Efsane ve hurafelerden arındırılmış bir Millî Mücadele Tarihi bugüne kadar pek çok defa yazılmak istenmişse de bizce bütün bunlar yetersiz yerli yerine oturmamış ve bir "Millî Tarih Şuuru"na bağlanamamıştır. Acıdır fakat itiraf etmek zorundayız ki bugüne kadar tarihçilerimiz tarihimizin bu en hassas döneminin gerçek tarihini yazamamışlardır.
(...)
Aktüel tarihçi Murat Bardakçı bir televizyon proğramında Mustafa Kemal ile Vahîdüddin arasında haberleşmenin İzmir'in kurtuluşuna kadar hiç kesilmediğini bu haberleşmeye dair evrakların bir devlet kurumu tarafından saklandığını ve halka açıklanmadığını o devlet kurumunun Genelkurmay Arşivi olmadığını sözkonusu evrakı kendisinin gördüğünü açıklamıştır.

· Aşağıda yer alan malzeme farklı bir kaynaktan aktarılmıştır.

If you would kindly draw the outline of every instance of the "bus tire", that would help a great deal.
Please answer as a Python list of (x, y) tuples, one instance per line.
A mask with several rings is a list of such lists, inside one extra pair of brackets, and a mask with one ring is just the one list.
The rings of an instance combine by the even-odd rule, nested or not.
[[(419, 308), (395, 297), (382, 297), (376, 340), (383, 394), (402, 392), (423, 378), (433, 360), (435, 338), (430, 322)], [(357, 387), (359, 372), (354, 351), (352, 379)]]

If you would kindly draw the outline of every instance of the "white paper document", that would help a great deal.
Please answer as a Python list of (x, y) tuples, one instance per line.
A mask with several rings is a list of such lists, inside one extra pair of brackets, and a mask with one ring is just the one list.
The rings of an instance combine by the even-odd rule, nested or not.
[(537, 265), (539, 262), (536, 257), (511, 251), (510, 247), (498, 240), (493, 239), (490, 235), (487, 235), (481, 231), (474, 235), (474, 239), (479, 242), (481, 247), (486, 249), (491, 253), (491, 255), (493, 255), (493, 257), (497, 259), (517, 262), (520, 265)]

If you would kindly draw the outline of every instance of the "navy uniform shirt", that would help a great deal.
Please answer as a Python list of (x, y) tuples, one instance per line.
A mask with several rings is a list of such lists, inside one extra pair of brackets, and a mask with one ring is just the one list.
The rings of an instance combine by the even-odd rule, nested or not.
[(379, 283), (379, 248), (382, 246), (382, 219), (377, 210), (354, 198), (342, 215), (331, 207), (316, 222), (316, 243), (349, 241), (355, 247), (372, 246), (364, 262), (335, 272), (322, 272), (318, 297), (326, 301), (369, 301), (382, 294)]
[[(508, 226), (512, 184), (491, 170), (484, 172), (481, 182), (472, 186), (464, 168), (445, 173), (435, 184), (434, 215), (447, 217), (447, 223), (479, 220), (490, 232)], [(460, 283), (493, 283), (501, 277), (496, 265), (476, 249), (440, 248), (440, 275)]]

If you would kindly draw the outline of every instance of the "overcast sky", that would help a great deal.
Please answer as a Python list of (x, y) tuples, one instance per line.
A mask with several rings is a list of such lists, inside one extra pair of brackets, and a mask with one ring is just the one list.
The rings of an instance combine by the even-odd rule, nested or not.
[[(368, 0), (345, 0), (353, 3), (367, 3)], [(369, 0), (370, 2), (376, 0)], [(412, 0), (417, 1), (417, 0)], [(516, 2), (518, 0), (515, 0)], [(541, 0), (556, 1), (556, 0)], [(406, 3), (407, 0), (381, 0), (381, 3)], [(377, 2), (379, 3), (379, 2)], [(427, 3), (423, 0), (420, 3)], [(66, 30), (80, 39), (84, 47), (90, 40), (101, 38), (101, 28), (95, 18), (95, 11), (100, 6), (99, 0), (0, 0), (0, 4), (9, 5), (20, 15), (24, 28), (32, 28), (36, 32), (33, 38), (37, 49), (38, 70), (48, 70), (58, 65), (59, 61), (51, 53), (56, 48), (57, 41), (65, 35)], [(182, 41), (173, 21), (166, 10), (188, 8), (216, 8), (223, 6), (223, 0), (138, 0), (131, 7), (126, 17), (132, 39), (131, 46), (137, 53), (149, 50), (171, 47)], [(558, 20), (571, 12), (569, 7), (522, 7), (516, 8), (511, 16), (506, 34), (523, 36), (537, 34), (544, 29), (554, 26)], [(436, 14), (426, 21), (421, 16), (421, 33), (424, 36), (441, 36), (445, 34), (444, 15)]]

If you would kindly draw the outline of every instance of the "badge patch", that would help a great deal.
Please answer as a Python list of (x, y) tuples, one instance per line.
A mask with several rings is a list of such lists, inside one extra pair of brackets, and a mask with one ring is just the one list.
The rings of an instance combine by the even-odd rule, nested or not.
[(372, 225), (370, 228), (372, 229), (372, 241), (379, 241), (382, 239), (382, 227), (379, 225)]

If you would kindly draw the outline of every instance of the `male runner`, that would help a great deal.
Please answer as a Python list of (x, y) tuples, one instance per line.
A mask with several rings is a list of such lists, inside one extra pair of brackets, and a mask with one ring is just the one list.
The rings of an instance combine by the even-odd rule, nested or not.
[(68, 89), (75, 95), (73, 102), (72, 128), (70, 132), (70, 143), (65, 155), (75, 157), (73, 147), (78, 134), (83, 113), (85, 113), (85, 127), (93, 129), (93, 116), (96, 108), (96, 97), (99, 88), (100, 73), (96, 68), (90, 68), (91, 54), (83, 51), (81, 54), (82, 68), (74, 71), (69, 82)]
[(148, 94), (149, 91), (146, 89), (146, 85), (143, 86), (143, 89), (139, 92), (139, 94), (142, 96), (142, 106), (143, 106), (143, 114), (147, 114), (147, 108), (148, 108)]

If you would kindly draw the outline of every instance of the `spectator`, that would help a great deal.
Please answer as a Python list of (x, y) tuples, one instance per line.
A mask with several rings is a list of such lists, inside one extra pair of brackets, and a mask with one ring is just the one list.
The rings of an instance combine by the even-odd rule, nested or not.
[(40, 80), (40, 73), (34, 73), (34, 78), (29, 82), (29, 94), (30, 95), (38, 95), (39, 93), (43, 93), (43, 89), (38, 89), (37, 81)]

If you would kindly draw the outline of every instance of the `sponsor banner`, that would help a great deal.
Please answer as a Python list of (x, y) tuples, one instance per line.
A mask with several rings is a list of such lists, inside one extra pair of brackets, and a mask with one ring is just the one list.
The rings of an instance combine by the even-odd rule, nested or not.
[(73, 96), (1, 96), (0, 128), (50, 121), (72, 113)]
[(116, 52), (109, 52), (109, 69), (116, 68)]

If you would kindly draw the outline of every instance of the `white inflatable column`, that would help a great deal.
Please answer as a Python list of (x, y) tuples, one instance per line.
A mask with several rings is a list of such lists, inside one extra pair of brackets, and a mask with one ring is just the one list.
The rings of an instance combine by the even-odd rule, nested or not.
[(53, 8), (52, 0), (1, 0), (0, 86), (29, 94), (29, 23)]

Demek ki milletçe henüz "Logos Fikir Çağı"mız gelmemiş "Mitos Masal Çağı"nı idrak etmekteyiz; adına "idrak" mi "idrakin iğdiş edilmesi" mi denir bilemediğimiz...
(...)
Öyleyse ne yapmalı? Millî Mücadele Tarihimize dair bir kısım kaynakların sansürlenmiş ve yasaklanmış olmasına nazaran efsane ve hurafelerin silahlarına teslim mi olmalı? Yoksa bugüne kadar onlara inanmayanların yapageldikleri gibi tarihimizin bu en hassas devresini küçücük daracık nüktelerle yamalıbohça değinmelerle bir "Millî Tarih Şuuru"na bağlanmaktan uzak ve böyle olduğu için de efsaneler ve hurafeler arasında kaybolup gitmeye mahkûm bir seviyede ele almaya mı uğraşmalı?